In an energy system increasingly characterized by volatile feed-in of renewable energies, electricity consumption no longer represents an unchangeable variable and it is to be expected that some segments of electricity consumption in Germany – especially in industry – will be increasingly flexibly aligned with the supply of electricity generation in the future. In order to take this into account within the framework of the Network Development Plan for Electricity (NEP), which serves as the demand analysis as well as the study on the security of supply in Germany and Europe, a joint expert opinion was prepared by the Forschungsgesellschaft für Energiewirtschaft mbH (FfE) and Guidehouse for the transmission system operators (TSOs).
The focus was on the consumption sectors industry as well as trade, commerce and services (GHD).
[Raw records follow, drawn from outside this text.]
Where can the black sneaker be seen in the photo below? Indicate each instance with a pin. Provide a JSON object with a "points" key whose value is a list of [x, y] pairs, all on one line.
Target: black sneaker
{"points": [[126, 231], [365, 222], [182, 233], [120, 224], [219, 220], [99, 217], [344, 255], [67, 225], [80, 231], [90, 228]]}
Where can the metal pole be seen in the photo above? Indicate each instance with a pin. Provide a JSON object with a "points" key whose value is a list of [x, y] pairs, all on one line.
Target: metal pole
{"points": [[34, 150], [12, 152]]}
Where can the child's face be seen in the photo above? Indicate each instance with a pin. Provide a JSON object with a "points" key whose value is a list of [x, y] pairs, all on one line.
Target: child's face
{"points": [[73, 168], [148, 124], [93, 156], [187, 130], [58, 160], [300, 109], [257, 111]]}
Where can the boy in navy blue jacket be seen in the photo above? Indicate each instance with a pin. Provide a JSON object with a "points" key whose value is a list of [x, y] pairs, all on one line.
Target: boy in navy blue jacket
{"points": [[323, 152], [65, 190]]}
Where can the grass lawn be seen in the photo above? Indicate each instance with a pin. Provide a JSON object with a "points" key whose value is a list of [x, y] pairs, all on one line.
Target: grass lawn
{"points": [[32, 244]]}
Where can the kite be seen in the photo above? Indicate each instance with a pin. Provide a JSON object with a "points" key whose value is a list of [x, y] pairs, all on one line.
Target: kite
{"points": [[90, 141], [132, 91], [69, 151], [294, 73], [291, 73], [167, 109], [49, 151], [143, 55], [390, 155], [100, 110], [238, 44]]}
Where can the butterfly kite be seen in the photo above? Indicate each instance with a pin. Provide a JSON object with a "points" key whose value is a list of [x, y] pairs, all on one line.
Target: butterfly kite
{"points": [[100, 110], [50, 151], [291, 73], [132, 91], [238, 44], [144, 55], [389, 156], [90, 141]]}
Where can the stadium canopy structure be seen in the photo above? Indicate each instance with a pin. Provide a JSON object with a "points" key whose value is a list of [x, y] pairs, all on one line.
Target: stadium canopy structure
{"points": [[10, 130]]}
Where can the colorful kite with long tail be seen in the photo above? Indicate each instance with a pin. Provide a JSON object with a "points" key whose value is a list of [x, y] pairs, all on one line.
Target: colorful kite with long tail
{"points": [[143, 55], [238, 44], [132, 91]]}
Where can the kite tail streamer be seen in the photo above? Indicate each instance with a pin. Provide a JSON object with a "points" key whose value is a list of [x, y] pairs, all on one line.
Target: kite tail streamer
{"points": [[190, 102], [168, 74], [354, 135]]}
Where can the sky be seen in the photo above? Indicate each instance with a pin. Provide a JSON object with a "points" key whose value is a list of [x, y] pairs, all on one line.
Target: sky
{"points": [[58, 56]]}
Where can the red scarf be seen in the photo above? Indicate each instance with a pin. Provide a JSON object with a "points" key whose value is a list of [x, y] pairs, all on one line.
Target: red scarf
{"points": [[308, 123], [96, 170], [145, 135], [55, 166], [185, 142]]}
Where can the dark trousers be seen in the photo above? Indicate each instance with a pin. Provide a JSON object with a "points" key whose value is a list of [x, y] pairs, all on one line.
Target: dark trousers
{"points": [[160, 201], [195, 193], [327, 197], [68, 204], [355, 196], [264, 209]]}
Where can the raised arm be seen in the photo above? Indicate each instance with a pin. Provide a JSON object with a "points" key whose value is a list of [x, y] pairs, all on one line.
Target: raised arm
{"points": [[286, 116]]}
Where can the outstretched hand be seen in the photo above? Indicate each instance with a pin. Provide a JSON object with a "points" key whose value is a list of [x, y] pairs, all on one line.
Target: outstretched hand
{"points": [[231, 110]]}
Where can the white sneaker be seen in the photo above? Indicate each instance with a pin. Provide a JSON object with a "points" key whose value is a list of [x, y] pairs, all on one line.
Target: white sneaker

In three scenarios, the report categorized and quantified both current and future load management potentials up to 2045 and determined their regional and temporal availability. In addition, these were validated in more detail via industry and expert interviews, particularly for the short- to medium-term time horizon.
In the base year 2019, there is a positive load management potential of 1.2 GW for a call-up period of one hour, which is currently provided by industrial processes in the aluminum, paper, and chemical sectors that have been prequalified under the Ordinance on Disconnectable Loads (AbLaV). To describe the development of future potential, in addition to a basic scenario based on the study “Climate-Neutral Germany 2050,” there is also a scenario with increased use of hydrogen and a scenario characterized by a high level of electrification. By 2045, there is a significant increase of potential load management available in all scenarios, reaching up to 13.5 GW in 2045 as seen in the following figure.
By category, industrial cross-section technologies and in particular the tertiary sector, especially data centers, become increasingly important. Their potential is expected to exceed that of industrial processes from 2035. The result of the regionalization in the next figure shows the regional differences in the amount and categorical composition of the load management potentials between the scenarios.
The temporal availability of the load management potentials is particularly given if the technologies have a high average utilization at production times. Based on a literature analysis, the costs of flexibility call-ups are differentiated according to the type of flexibility call-up, i.e. load shifting, load reduction, and load disconnection. It is shown that for all industrial processes, different flexibility potentials can be called up at different costs – lower potentials at lower costs (in the range of a few hundred EUR/MWh) and significantly higher potentials if a production outage is accepted and the call-up costs are thus significantly higher (in the range of 1,000 EUR/MWh). For cross-section technologies and in the commercial sector, an analogous distinction is made between different flexibility potentials at different cost levels. Here, the call-up costs for load shifting or reduction are consistently very low, since an influence of the flexibility call-up on production is excluded. For load shedding, higher potentials are also found in the areas of cross-section technologies and trade, with correspondingly significantly higher call-up costs.